What is a physical database?

A bit of terminology that gets beaten to death is that of the “physical” database.  I would think most every DBA uses this term (I do), but…to mean what?  I think there are two common utilizations:

  1. The layer of tables, constraints, indexes, etc used to store data
  2. The actual on-disk structures.

Frankly, until 3 years ago, I used the first interpretation.  However, I was beaten up pretty badly by a few people whom I don’t really remember (I think Anith Sen was one of them.)  The problem is, I was scolded, “physical” already had a meaning, given it by the “founder” himself, EF Codd.

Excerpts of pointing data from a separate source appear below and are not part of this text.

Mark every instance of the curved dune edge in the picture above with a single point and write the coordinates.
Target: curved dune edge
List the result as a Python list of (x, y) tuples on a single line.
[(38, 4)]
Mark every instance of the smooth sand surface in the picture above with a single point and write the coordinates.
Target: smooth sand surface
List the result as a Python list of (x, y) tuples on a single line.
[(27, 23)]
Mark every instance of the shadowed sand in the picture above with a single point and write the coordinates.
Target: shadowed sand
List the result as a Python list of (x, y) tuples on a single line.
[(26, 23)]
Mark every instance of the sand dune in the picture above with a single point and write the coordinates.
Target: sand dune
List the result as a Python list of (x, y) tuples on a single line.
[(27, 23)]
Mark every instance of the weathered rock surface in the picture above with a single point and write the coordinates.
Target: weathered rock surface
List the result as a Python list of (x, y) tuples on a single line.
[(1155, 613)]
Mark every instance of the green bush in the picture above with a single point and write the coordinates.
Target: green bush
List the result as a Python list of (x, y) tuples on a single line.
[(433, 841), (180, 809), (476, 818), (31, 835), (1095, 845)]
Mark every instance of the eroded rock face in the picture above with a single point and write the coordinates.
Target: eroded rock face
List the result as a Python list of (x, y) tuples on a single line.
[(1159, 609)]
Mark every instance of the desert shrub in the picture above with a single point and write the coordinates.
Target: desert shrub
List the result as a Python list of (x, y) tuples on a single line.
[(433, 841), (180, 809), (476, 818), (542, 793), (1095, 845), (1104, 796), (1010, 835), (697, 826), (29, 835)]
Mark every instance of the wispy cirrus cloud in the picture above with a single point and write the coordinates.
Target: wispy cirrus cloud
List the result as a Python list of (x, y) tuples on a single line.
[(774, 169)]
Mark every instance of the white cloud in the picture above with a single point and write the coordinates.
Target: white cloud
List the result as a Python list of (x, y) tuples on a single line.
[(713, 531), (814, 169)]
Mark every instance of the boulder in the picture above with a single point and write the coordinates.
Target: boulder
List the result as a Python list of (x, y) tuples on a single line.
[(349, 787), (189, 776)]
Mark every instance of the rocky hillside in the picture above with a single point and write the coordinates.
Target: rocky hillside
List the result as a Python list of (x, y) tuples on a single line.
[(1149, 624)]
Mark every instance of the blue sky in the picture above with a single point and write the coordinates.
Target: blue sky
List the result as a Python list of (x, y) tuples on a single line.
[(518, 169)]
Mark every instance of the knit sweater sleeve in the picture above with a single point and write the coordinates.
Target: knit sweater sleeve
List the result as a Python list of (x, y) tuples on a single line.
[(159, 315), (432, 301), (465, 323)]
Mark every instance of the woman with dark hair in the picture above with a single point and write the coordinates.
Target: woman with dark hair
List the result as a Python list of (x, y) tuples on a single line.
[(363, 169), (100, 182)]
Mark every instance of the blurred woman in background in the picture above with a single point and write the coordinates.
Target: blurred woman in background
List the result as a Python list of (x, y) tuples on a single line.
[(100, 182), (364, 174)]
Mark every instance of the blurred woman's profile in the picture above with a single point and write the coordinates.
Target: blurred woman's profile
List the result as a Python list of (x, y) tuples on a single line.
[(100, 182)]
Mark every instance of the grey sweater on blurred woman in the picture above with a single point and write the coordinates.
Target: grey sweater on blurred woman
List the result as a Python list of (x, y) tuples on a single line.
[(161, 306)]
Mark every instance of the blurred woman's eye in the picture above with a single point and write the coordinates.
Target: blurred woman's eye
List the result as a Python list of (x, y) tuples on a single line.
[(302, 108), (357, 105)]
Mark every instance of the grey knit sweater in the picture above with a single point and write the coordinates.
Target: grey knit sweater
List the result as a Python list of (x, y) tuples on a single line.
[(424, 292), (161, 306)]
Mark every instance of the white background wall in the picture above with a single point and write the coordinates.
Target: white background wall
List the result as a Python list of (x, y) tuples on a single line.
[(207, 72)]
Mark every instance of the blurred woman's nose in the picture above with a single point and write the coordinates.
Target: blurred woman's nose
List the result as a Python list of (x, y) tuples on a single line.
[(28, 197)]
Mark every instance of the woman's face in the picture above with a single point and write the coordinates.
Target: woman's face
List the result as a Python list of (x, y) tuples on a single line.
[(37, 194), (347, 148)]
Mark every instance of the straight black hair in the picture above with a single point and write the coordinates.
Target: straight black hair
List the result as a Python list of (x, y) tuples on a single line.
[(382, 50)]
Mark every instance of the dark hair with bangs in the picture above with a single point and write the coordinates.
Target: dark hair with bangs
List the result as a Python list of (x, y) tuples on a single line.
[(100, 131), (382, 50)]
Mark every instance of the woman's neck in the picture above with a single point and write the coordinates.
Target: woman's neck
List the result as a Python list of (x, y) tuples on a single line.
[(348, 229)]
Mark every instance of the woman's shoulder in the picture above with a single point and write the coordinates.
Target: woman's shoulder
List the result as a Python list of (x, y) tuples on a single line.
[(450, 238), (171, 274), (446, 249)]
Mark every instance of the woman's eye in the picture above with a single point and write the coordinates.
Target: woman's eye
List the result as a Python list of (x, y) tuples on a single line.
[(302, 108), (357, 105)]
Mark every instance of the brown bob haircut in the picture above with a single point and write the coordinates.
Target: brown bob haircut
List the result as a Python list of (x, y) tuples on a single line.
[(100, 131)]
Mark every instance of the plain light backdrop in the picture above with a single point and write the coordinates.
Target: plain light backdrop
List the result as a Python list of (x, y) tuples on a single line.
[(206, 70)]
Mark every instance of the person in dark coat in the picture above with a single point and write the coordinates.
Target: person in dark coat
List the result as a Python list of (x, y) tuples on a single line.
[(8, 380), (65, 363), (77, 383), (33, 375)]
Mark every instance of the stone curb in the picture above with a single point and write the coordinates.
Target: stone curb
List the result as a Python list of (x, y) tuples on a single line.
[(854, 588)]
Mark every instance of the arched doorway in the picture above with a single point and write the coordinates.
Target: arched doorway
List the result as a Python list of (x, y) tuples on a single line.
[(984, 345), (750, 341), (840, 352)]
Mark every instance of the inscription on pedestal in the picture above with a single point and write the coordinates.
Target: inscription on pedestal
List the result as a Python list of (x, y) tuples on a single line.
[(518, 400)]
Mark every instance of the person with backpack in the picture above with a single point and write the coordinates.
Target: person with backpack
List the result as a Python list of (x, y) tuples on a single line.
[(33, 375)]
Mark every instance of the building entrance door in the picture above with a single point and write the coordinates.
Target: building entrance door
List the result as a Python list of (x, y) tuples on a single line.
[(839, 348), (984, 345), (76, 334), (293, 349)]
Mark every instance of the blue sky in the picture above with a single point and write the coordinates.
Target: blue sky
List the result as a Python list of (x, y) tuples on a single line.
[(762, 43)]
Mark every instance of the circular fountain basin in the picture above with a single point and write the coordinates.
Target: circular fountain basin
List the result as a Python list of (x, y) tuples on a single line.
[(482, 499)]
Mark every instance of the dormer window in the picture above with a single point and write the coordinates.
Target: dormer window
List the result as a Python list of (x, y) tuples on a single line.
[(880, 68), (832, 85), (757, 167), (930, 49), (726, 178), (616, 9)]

So, checking his 12 Rules, Codd stated the following two things:

Rule 8: Physical data independence:

Changes to the physical level (how the data is stored, whether in arrays or linked lists etc.) must not require a change to an application based on the structure.

Rule 9: Logical data independence:

Changes to the logical level (tables, columns, rows, and so on) must not require a change to an application based on the structure. Logical data independence is more difficult to achieve than physical data independence.

And actually, the implementation layer really is the logical model if you follow his terminology since his rules were pertaining to the relational model and not the entire design process.  This article says it better than I can in a long blog, but I am not sure about that URL (mac.com?):

http://homepage.mac.com/s_lott/iblog/architecture/C465799452/E20080301143528/

The physical layer of a relational database occurs down at the file system level.  Codd’s “Rule 8” (Physical Data Independence) says that the things we’re designing in ERwin (and similar tools) are the things our application depends on.  These are not physical in nature, but are the relational implementation. 

So the thing I am trying to say is that physical means that a little 5 volt charge is sitting there representing a bit of data in the physical world.  I like the term logical to mean implementation platform non-specific.. The thing in the middle is the SQL Server/Relational  implementation specific model.  It may take liberties to optimize for SQL Server, but it is not physical. That is were partitioning. indexing, filegroups, etc come in. Changes to this layer ought never be noticable by the application. 

I guess in the comments, I ought to expect a good number of replies that might start to answer the question.  Does it matter? Is it only semantics? Hey if you don’t think semantics matter, I hope that when you find yourself drowning that the person who has the choice of tossing you a life preserver or a sack of door knobs interprets the meaning of your cry for help in the way you intended. You would hate to find yourself at the bottom of a lake thinking “hmm, I wonder why they did that? Did they hate me, of just mis-interpret the meaning of my sentence?”